Anonymous 0 Comments

At quantum scales, the vacuum of deep space is not actually a vacuum, but a quantum “foam” of virtual particle and antiparticle pairs which continually wink into existence and then immediately annihilate. Ordinarily, this results in no net mass change and no net energy change for the universe at large; however, immediately adjacent to the event horizon of a black hole things behave a bit differently. A photon and its corresponding antiphoton can come into existence in the quantum vacuum, but then instead of immediately annihilating, one happens to cross the event horizon and be lost to the black hole while the other escapes to infinity because it is now unpaired. Technically, the radiation is not being emitted by the black hole (which cannot emit anything by definition), but rather by the space just beyond the horizon, but the effect is the same as if the black hole itself were radiating.

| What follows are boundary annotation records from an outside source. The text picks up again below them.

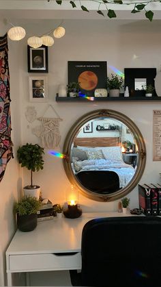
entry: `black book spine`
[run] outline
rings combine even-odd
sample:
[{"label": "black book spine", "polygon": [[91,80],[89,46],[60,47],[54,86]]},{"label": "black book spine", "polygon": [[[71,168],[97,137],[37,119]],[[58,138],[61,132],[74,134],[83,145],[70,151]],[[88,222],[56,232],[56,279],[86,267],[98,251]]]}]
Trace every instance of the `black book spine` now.
[{"label": "black book spine", "polygon": [[138,185],[139,208],[145,215],[151,215],[150,188]]},{"label": "black book spine", "polygon": [[151,188],[151,215],[158,215],[158,192],[156,188]]}]

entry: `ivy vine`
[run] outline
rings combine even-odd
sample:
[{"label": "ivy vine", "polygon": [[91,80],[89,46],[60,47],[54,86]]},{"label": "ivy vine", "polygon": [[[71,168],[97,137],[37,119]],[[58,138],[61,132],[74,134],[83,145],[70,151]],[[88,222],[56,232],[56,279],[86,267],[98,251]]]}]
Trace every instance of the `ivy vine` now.
[{"label": "ivy vine", "polygon": [[[52,0],[47,0],[48,2],[50,2]],[[53,0],[55,1],[56,3],[58,5],[61,5],[63,0]],[[64,1],[64,0],[63,0]],[[68,1],[68,0],[65,0]],[[130,0],[126,0],[126,1],[123,1],[122,0],[89,0],[91,2],[96,2],[98,4],[98,8],[97,10],[97,13],[99,14],[105,16],[108,16],[109,18],[116,18],[117,15],[114,10],[110,9],[110,5],[111,4],[116,4],[116,5],[132,5],[132,10],[131,11],[131,13],[135,14],[135,13],[139,13],[141,11],[145,12],[145,17],[147,18],[150,21],[152,21],[153,17],[153,12],[151,10],[148,10],[148,4],[150,4],[151,3],[160,3],[161,5],[161,0],[143,0],[141,3],[140,0],[136,0],[136,2],[130,2]],[[68,1],[70,4],[72,5],[72,8],[76,8],[76,1]],[[77,2],[77,1],[76,1]],[[87,12],[89,12],[89,10],[87,8],[87,7],[82,5],[83,1],[81,0],[78,1],[78,5],[80,5],[80,8],[83,11],[85,11]],[[106,15],[105,14],[104,12],[102,12],[102,6],[105,6],[106,10],[107,10]]]}]

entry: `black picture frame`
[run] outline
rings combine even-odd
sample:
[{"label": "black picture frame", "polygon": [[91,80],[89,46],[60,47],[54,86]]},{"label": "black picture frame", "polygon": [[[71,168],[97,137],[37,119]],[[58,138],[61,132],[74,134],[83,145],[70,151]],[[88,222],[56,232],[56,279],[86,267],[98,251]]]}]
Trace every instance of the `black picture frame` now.
[{"label": "black picture frame", "polygon": [[[145,97],[145,90],[135,90],[135,79],[146,79],[147,85],[154,86],[156,68],[125,68],[125,89],[128,86],[130,97]],[[156,90],[153,97],[157,97]]]},{"label": "black picture frame", "polygon": [[80,83],[80,91],[88,97],[93,97],[97,88],[106,88],[106,61],[68,61],[68,84]]},{"label": "black picture frame", "polygon": [[48,73],[48,47],[35,49],[27,45],[28,73]]},{"label": "black picture frame", "polygon": [[83,127],[83,133],[92,133],[93,132],[93,123],[87,123]]}]

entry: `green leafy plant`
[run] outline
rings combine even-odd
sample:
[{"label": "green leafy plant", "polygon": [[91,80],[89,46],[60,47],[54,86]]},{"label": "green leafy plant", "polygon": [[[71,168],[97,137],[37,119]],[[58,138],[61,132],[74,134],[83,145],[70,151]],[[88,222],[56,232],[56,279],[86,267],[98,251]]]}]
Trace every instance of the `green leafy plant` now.
[{"label": "green leafy plant", "polygon": [[63,211],[63,206],[60,203],[55,205],[54,211],[57,213],[61,213]]},{"label": "green leafy plant", "polygon": [[32,145],[28,142],[26,145],[20,147],[17,151],[17,158],[21,166],[25,166],[29,171],[31,171],[31,188],[33,186],[33,172],[39,171],[43,169],[44,160],[42,159],[44,148],[39,145]]},{"label": "green leafy plant", "polygon": [[[50,2],[52,0],[47,0],[48,2]],[[57,1],[55,0],[58,5],[61,5],[63,1]],[[76,1],[74,0],[70,1],[68,0],[66,2],[69,2],[69,3],[72,5],[72,8],[76,8],[77,6],[77,3],[76,4]],[[104,10],[107,11],[106,15],[108,18],[116,18],[117,15],[113,9],[110,9],[111,5],[113,7],[113,5],[128,5],[132,7],[131,13],[136,14],[139,13],[142,11],[144,11],[145,17],[148,18],[150,21],[152,21],[153,12],[153,11],[148,10],[148,4],[151,4],[151,3],[158,3],[160,4],[160,0],[136,0],[136,1],[131,1],[130,0],[126,0],[126,1],[123,1],[122,0],[90,0],[90,2],[97,3],[98,5],[98,8],[97,10],[97,13],[104,16],[105,12],[103,12]],[[89,12],[89,10],[87,8],[87,7],[82,5],[82,1],[78,1],[78,5],[80,5],[80,8],[83,11]],[[100,7],[102,10],[100,10]]]},{"label": "green leafy plant", "polygon": [[121,199],[122,207],[123,208],[128,208],[128,206],[129,205],[130,201],[130,199],[128,199],[128,197],[123,197]]},{"label": "green leafy plant", "polygon": [[70,82],[67,85],[68,92],[78,92],[80,91],[80,83],[76,83],[75,82]]},{"label": "green leafy plant", "polygon": [[23,197],[14,205],[14,211],[18,215],[35,214],[41,206],[41,201],[35,197]]},{"label": "green leafy plant", "polygon": [[126,147],[127,149],[130,149],[131,146],[132,145],[132,143],[130,142],[130,140],[126,140],[122,142],[122,145],[124,147]]},{"label": "green leafy plant", "polygon": [[119,77],[117,75],[111,74],[111,77],[107,77],[107,87],[109,90],[119,89],[123,84],[123,79],[122,77]]},{"label": "green leafy plant", "polygon": [[152,94],[155,88],[152,85],[147,85],[146,88],[146,94]]}]

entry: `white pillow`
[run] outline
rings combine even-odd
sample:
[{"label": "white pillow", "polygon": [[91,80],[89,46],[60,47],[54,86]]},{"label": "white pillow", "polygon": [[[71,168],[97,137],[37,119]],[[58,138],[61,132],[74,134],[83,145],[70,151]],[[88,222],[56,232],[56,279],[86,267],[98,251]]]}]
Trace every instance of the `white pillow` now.
[{"label": "white pillow", "polygon": [[121,147],[102,147],[102,151],[106,160],[123,161]]}]

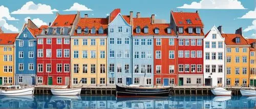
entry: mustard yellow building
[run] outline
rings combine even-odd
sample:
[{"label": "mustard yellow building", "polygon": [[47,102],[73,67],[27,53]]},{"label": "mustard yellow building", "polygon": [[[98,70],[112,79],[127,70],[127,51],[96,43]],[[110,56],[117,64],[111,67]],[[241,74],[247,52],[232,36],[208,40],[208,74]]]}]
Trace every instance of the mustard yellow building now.
[{"label": "mustard yellow building", "polygon": [[80,18],[71,38],[73,85],[104,86],[107,83],[107,18]]},{"label": "mustard yellow building", "polygon": [[250,46],[241,33],[240,28],[236,31],[237,34],[222,34],[226,44],[226,83],[228,86],[248,86]]},{"label": "mustard yellow building", "polygon": [[0,33],[0,85],[14,83],[14,42],[16,33]]}]

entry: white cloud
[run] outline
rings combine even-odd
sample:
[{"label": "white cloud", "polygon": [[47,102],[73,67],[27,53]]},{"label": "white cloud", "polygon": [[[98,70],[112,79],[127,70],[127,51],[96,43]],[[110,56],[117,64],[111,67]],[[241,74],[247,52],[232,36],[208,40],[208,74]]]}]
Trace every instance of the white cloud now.
[{"label": "white cloud", "polygon": [[[30,17],[26,17],[24,20],[26,23],[28,22],[28,19],[31,19]],[[38,27],[40,27],[41,25],[47,25],[47,24],[46,23],[44,22],[42,20],[38,18],[34,18],[31,19],[31,20]]]},{"label": "white cloud", "polygon": [[93,11],[93,10],[88,8],[84,5],[80,5],[77,3],[74,3],[74,4],[73,4],[73,6],[71,6],[71,7],[70,7],[69,9],[63,10],[63,11]]},{"label": "white cloud", "polygon": [[201,0],[184,4],[177,8],[202,9],[246,9],[238,0]]},{"label": "white cloud", "polygon": [[239,18],[256,18],[256,7],[254,11],[249,11],[246,14]]},{"label": "white cloud", "polygon": [[243,31],[247,32],[252,30],[256,30],[256,19],[252,21],[252,25],[248,26]]},{"label": "white cloud", "polygon": [[35,4],[30,1],[23,5],[20,9],[14,11],[11,14],[53,14],[53,12],[58,11],[56,9],[52,9],[50,5]]}]

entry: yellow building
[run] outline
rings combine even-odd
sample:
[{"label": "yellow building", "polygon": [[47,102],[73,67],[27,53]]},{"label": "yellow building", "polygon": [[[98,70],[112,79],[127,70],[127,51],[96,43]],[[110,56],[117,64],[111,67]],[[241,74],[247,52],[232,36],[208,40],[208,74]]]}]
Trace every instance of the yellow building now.
[{"label": "yellow building", "polygon": [[80,18],[71,38],[73,85],[104,86],[107,83],[107,18]]},{"label": "yellow building", "polygon": [[16,33],[0,33],[0,85],[14,82],[14,42]]},{"label": "yellow building", "polygon": [[[240,28],[236,31],[241,31]],[[226,44],[226,78],[228,86],[247,86],[249,45],[241,34],[222,34]]]}]

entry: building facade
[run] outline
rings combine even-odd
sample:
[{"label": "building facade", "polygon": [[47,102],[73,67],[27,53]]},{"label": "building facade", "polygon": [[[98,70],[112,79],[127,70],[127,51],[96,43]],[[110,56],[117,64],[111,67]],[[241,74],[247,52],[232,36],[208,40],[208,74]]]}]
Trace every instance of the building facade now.
[{"label": "building facade", "polygon": [[70,84],[70,34],[79,15],[57,13],[53,23],[37,35],[37,84]]},{"label": "building facade", "polygon": [[106,85],[106,18],[79,19],[71,36],[72,84]]},{"label": "building facade", "polygon": [[179,85],[203,84],[204,25],[198,12],[171,12],[170,24],[178,34]]},{"label": "building facade", "polygon": [[0,33],[0,85],[14,84],[14,42],[18,33]]},{"label": "building facade", "polygon": [[225,38],[221,32],[215,26],[204,39],[205,85],[225,86]]}]

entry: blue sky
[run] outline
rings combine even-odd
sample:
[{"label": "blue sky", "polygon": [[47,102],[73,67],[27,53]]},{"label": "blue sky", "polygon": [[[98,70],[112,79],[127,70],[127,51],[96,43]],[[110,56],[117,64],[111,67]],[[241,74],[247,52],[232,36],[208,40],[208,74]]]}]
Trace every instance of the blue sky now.
[{"label": "blue sky", "polygon": [[[214,25],[223,26],[224,32],[226,33],[233,33],[237,29],[242,27],[245,37],[256,38],[256,0],[121,1],[4,1],[0,3],[0,26],[5,33],[18,32],[28,18],[31,19],[38,26],[48,24],[54,20],[56,12],[70,14],[80,10],[81,15],[87,13],[91,17],[105,17],[115,8],[121,8],[122,15],[129,15],[130,11],[134,12],[134,16],[137,12],[140,12],[142,17],[150,17],[155,14],[156,18],[168,21],[170,10],[199,10],[205,33]],[[66,10],[75,11],[63,11]]]}]

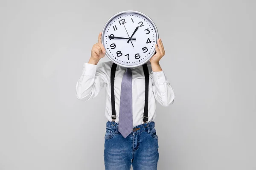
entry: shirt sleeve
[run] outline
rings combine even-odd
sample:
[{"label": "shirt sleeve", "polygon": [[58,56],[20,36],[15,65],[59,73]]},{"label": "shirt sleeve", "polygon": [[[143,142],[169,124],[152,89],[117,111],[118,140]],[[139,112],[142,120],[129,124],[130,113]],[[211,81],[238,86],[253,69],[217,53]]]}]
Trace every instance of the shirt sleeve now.
[{"label": "shirt sleeve", "polygon": [[107,80],[102,63],[96,65],[84,62],[81,75],[76,83],[77,98],[87,101],[96,97],[107,84]]},{"label": "shirt sleeve", "polygon": [[152,81],[152,89],[157,101],[165,107],[172,104],[174,101],[174,91],[163,69],[161,71],[152,71],[149,78]]}]

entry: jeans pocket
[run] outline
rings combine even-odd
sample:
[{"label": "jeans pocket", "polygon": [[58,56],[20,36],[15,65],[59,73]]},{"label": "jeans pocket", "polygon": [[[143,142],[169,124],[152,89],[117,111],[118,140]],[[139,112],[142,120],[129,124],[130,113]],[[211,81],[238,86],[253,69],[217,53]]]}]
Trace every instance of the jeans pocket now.
[{"label": "jeans pocket", "polygon": [[115,134],[115,131],[113,129],[106,129],[105,133],[105,139],[110,139],[113,138]]},{"label": "jeans pocket", "polygon": [[150,130],[150,134],[153,138],[157,139],[158,136],[157,135],[157,131],[154,128],[153,128]]}]

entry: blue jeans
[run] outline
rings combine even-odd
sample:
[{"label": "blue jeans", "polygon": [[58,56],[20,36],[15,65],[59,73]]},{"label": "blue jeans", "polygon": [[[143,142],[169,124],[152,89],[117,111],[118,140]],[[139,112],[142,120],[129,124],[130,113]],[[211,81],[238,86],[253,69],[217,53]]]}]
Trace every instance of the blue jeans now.
[{"label": "blue jeans", "polygon": [[118,123],[108,121],[104,144],[106,170],[155,170],[158,153],[155,123],[151,122],[133,127],[125,138],[118,130]]}]

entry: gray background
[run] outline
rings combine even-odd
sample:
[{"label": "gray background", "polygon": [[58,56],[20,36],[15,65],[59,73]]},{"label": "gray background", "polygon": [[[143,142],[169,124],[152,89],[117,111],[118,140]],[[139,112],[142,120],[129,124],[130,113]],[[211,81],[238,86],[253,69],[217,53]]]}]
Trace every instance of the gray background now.
[{"label": "gray background", "polygon": [[83,102],[76,84],[126,10],[155,22],[175,93],[157,107],[158,169],[256,169],[255,1],[125,2],[0,1],[0,169],[104,169],[105,91]]}]

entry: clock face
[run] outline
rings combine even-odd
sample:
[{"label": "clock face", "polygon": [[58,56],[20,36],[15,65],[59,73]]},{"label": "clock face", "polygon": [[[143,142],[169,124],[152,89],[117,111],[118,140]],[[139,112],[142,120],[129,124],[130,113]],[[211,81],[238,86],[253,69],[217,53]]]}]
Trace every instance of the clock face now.
[{"label": "clock face", "polygon": [[150,18],[140,12],[126,11],[107,22],[102,41],[106,55],[113,62],[135,67],[147,62],[154,54],[158,38],[157,28]]}]

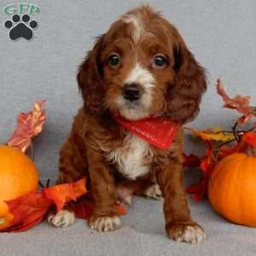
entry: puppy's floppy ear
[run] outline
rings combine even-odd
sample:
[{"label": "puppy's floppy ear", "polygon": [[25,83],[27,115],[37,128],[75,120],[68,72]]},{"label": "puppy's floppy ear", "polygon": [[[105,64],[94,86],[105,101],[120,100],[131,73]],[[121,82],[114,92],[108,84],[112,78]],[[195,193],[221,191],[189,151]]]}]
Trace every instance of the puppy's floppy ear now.
[{"label": "puppy's floppy ear", "polygon": [[173,49],[173,84],[170,84],[167,96],[167,115],[174,121],[184,124],[199,113],[201,96],[207,89],[205,70],[195,61],[185,43],[179,36]]},{"label": "puppy's floppy ear", "polygon": [[80,65],[77,75],[79,87],[84,99],[84,108],[94,114],[100,114],[104,111],[103,68],[100,59],[103,40],[104,34],[96,39],[92,50],[88,52]]}]

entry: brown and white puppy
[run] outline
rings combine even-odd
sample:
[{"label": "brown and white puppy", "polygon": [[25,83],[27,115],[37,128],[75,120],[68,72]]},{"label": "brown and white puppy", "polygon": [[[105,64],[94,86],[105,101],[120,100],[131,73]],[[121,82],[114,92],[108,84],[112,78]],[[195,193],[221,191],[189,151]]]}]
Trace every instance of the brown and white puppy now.
[{"label": "brown and white puppy", "polygon": [[[127,202],[131,194],[162,195],[170,238],[191,243],[205,238],[191,219],[183,184],[182,125],[199,112],[206,76],[177,30],[148,6],[129,11],[98,38],[78,83],[84,106],[61,151],[58,183],[90,177],[96,205],[90,226],[119,228],[114,205],[118,190],[126,189]],[[163,150],[124,130],[111,112],[130,120],[165,117],[179,124],[178,133]],[[57,227],[73,224],[72,206],[48,220]]]}]

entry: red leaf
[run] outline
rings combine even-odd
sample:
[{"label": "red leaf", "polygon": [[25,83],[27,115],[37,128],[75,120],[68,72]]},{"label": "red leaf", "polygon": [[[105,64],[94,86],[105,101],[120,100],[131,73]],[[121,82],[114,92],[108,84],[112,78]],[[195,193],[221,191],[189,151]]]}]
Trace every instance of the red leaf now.
[{"label": "red leaf", "polygon": [[39,192],[31,192],[25,196],[6,201],[14,215],[13,225],[4,232],[21,232],[33,227],[44,218],[52,201]]},{"label": "red leaf", "polygon": [[218,160],[221,160],[224,157],[239,151],[239,144],[234,146],[222,146],[218,148]]},{"label": "red leaf", "polygon": [[197,167],[200,166],[201,159],[197,155],[194,154],[190,154],[189,155],[184,154],[183,155],[184,155],[184,162],[183,162],[184,167]]},{"label": "red leaf", "polygon": [[[126,208],[122,205],[115,206],[119,215],[126,214]],[[91,201],[88,199],[82,200],[76,207],[75,207],[75,214],[76,218],[89,219],[92,214],[94,208],[94,204]]]},{"label": "red leaf", "polygon": [[247,132],[242,137],[242,141],[249,145],[256,147],[256,134],[252,131]]},{"label": "red leaf", "polygon": [[77,198],[84,195],[85,177],[74,183],[63,183],[50,188],[42,189],[42,193],[46,198],[52,200],[57,206],[57,211],[61,211],[64,204],[70,200],[76,201]]}]

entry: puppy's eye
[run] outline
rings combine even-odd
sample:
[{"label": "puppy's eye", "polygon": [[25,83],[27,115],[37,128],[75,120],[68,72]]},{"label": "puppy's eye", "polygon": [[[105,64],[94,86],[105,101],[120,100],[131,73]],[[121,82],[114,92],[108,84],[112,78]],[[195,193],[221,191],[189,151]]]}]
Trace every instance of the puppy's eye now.
[{"label": "puppy's eye", "polygon": [[153,67],[165,67],[167,65],[167,60],[163,55],[155,55],[153,59]]},{"label": "puppy's eye", "polygon": [[108,57],[108,63],[112,67],[118,67],[120,61],[120,56],[118,54],[113,54]]}]

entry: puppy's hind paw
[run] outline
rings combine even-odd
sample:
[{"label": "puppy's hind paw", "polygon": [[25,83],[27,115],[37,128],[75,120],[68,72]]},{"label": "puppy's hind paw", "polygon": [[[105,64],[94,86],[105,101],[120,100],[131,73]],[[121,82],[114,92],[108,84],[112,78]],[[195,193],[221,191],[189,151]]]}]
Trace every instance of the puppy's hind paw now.
[{"label": "puppy's hind paw", "polygon": [[100,232],[108,232],[117,230],[121,225],[121,220],[118,216],[90,218],[89,221],[90,229]]},{"label": "puppy's hind paw", "polygon": [[190,242],[192,245],[207,238],[204,230],[198,224],[174,224],[167,230],[167,234],[177,241]]},{"label": "puppy's hind paw", "polygon": [[148,197],[151,197],[156,200],[160,200],[162,197],[162,192],[160,189],[159,184],[155,183],[153,184],[152,186],[148,187],[145,192],[144,192],[144,195],[148,196]]},{"label": "puppy's hind paw", "polygon": [[47,217],[47,221],[57,228],[64,228],[74,223],[75,214],[73,212],[62,210],[55,214],[49,213]]}]

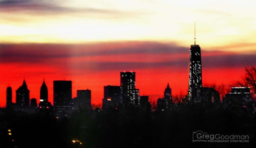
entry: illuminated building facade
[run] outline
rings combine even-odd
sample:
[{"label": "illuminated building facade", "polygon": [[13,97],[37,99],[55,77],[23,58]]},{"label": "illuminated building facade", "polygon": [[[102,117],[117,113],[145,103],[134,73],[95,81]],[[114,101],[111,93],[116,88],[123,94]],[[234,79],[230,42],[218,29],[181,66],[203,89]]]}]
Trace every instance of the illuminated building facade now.
[{"label": "illuminated building facade", "polygon": [[53,81],[53,106],[71,105],[72,89],[71,81]]},{"label": "illuminated building facade", "polygon": [[229,109],[252,108],[250,89],[249,87],[231,87],[231,92],[226,94],[223,98],[224,108]]},{"label": "illuminated building facade", "polygon": [[102,108],[116,107],[121,102],[120,86],[108,85],[104,86],[104,97],[102,99]]},{"label": "illuminated building facade", "polygon": [[167,86],[164,89],[164,99],[165,100],[166,103],[168,104],[171,103],[172,102],[172,89],[170,88],[169,83],[167,84]]},{"label": "illuminated building facade", "polygon": [[29,107],[29,90],[25,79],[22,85],[16,91],[16,103],[19,107]]},{"label": "illuminated building facade", "polygon": [[91,90],[77,90],[77,98],[75,99],[75,105],[83,107],[90,108],[91,99]]},{"label": "illuminated building facade", "polygon": [[136,90],[135,87],[135,73],[133,72],[121,72],[121,97],[123,102],[125,103],[128,103],[135,104],[135,101],[138,99],[137,96],[139,91]]},{"label": "illuminated building facade", "polygon": [[36,99],[35,98],[32,98],[30,100],[30,107],[34,108],[37,107]]},{"label": "illuminated building facade", "polygon": [[44,79],[40,89],[40,101],[48,101],[48,89],[44,82]]},{"label": "illuminated building facade", "polygon": [[200,101],[198,99],[198,89],[202,87],[201,49],[199,45],[192,45],[190,52],[188,99],[189,101]]}]

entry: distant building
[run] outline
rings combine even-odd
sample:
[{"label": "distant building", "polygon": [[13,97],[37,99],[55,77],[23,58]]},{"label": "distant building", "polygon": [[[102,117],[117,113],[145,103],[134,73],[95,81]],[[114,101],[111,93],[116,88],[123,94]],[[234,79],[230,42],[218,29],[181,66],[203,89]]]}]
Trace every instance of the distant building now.
[{"label": "distant building", "polygon": [[151,105],[148,100],[148,96],[142,96],[140,97],[140,105],[141,107],[144,110],[148,111],[151,111]]},{"label": "distant building", "polygon": [[74,104],[77,107],[81,106],[87,108],[91,107],[91,90],[77,90],[77,98],[75,99]]},{"label": "distant building", "polygon": [[164,92],[164,98],[166,99],[172,99],[172,89],[170,88],[169,83],[167,83],[167,86]]},{"label": "distant building", "polygon": [[230,109],[251,109],[253,105],[249,87],[232,87],[231,92],[223,98],[224,107]]},{"label": "distant building", "polygon": [[48,109],[52,107],[51,103],[48,102],[48,89],[46,86],[44,79],[40,89],[40,103],[38,106],[40,109]]},{"label": "distant building", "polygon": [[53,106],[72,105],[72,82],[53,81]]},{"label": "distant building", "polygon": [[135,89],[133,91],[133,98],[134,98],[134,104],[137,105],[140,104],[140,89]]},{"label": "distant building", "polygon": [[118,107],[122,102],[120,99],[120,86],[119,86],[108,85],[104,86],[102,109]]},{"label": "distant building", "polygon": [[36,99],[35,98],[32,98],[30,100],[30,107],[34,108],[37,107]]},{"label": "distant building", "polygon": [[6,90],[6,108],[11,107],[12,104],[12,87],[8,87]]},{"label": "distant building", "polygon": [[29,90],[25,79],[22,85],[16,91],[16,103],[18,107],[29,107]]},{"label": "distant building", "polygon": [[160,110],[164,109],[164,102],[163,98],[159,98],[157,99],[157,110]]},{"label": "distant building", "polygon": [[44,82],[40,89],[40,101],[48,101],[48,89],[44,82]]},{"label": "distant building", "polygon": [[169,83],[167,84],[167,86],[164,90],[164,103],[166,105],[172,103],[172,89],[170,88]]},{"label": "distant building", "polygon": [[195,44],[195,45],[191,45],[189,52],[189,80],[188,99],[190,101],[200,102],[197,98],[197,91],[202,87],[201,49]]},{"label": "distant building", "polygon": [[139,90],[136,89],[135,72],[123,72],[120,73],[121,97],[125,103],[136,105],[139,103]]},{"label": "distant building", "polygon": [[197,98],[204,104],[213,103],[219,105],[221,103],[219,92],[212,88],[203,87],[197,89]]}]

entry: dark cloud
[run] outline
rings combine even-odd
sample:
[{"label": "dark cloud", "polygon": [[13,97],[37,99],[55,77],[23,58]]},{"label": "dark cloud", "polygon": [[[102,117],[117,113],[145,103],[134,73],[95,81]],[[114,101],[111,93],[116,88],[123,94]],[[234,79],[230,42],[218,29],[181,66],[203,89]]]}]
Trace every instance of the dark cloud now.
[{"label": "dark cloud", "polygon": [[[143,12],[126,12],[117,10],[98,9],[94,8],[77,8],[62,6],[57,1],[48,0],[4,0],[0,1],[0,9],[3,12],[26,13],[32,15],[52,15],[71,14],[78,17],[99,17],[102,18],[125,18],[136,17]],[[91,14],[94,14],[91,15]],[[95,14],[95,15],[94,15]]]},{"label": "dark cloud", "polygon": [[[0,44],[0,61],[2,63],[43,63],[78,71],[107,71],[124,69],[154,69],[166,68],[187,69],[189,49],[174,43],[131,41],[84,44]],[[202,51],[202,65],[204,68],[244,67],[256,65],[256,54],[245,54],[224,51]],[[204,55],[204,53],[205,54]],[[120,59],[135,54],[134,60],[127,62],[111,59],[107,62],[71,60],[111,55]],[[162,55],[175,55],[178,58],[162,60],[143,59],[150,55],[156,59]],[[185,56],[184,56],[185,55]],[[105,57],[103,57],[105,56]],[[104,58],[104,57],[102,57]],[[115,60],[115,59],[113,59]]]},{"label": "dark cloud", "polygon": [[202,67],[208,68],[234,68],[256,65],[256,55],[236,54],[204,57]]},{"label": "dark cloud", "polygon": [[[109,46],[112,47],[110,49]],[[0,49],[1,59],[5,59],[6,62],[10,62],[15,58],[16,62],[20,62],[22,59],[28,58],[56,59],[136,54],[177,54],[189,52],[187,48],[174,43],[151,42],[77,45],[0,44]]]}]

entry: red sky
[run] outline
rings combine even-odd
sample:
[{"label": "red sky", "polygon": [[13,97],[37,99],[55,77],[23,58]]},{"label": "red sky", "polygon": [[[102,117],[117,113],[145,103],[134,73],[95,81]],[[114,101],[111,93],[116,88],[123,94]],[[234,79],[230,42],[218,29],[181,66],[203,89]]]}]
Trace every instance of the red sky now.
[{"label": "red sky", "polygon": [[[239,79],[245,67],[256,65],[255,53],[202,50],[203,84],[228,85]],[[172,94],[187,91],[189,45],[125,41],[87,44],[0,45],[0,105],[6,103],[7,87],[15,91],[25,78],[30,98],[39,101],[43,78],[49,101],[53,100],[53,81],[71,80],[72,97],[76,90],[92,91],[92,104],[102,103],[103,86],[120,85],[120,72],[136,72],[136,88],[153,101],[163,96],[169,82]]]}]

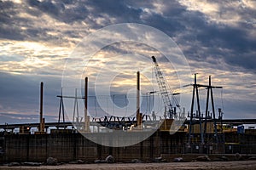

A consequence of this Hawking radiation is that it provides a mechanism for the black hole to lose energy, since the absorbed photon must necessarily carry the same absolute quantity of energy of the emitted photon, only negative as it is the conjugate. This allows for black holes to evaporate, as the negative energy robs it of momentum over time, maintaining the energy balance of the universe.

Anonymous 0 Comments

Space isn’t technically empty, it’s constantly filled with things called Virtual Particles. Virtual Particles spring up into existence from quantum fluctuations (no real simpler way to explain it) in pairs of opposites, one particle and one anti-particle. Conservation of matter says matter and energy cannot be created nor destroyed, but that’s a bit of an over simplification. Net matter-energy must be maintained and virtual particles do not break this because each particle is equal and opposite of each other. Normally they collide together almost immedietly and annihilate into nothing again, but when virtual particles are created at the edge of event horizons, this can’t happen. One particle pops into existence inside the event horizon and is lost, the other outside and escapes, becoming a real particle. Because of conservation of matter-energy, when this happens, the escaping particle steals some mass from the Black Hole, causing it to shrink. The actual process on how it steals mass is super deep into quantum physics but another point is that the escaping mass isn’t previous mass that fell into the Black Hole, it’s new mass that escapes in the same process that adds equal and opposite “Negative Mass” to the Black Hole.

This explanation is a bit of a simplification but not inaccurate description, seeing how we are dealing with the product of Relativity colliding with Quantum Physics, the fact there is an answer that can fit this subreddit is somewhat of a miracle.

Anonymous 0 Comments

Space isn’t actually empty. There are particles that randomly appear, then colide and eliminate each other. Hawking radiation is basically when these particles appear inside the event horizon of a black hole, but it’s partner is outside and escapes. This basically means the black hole is “radiating” particles. Over trillions of years this may even cause the black hole to shrink and disappear.

Anonymous 0 Comments

It’s radiation given off by black holes. Over a long period of time (e.g. 10^100 years) the mass of the black hole is converted to radiation and the black hole gets smaller and smaller until it disappears.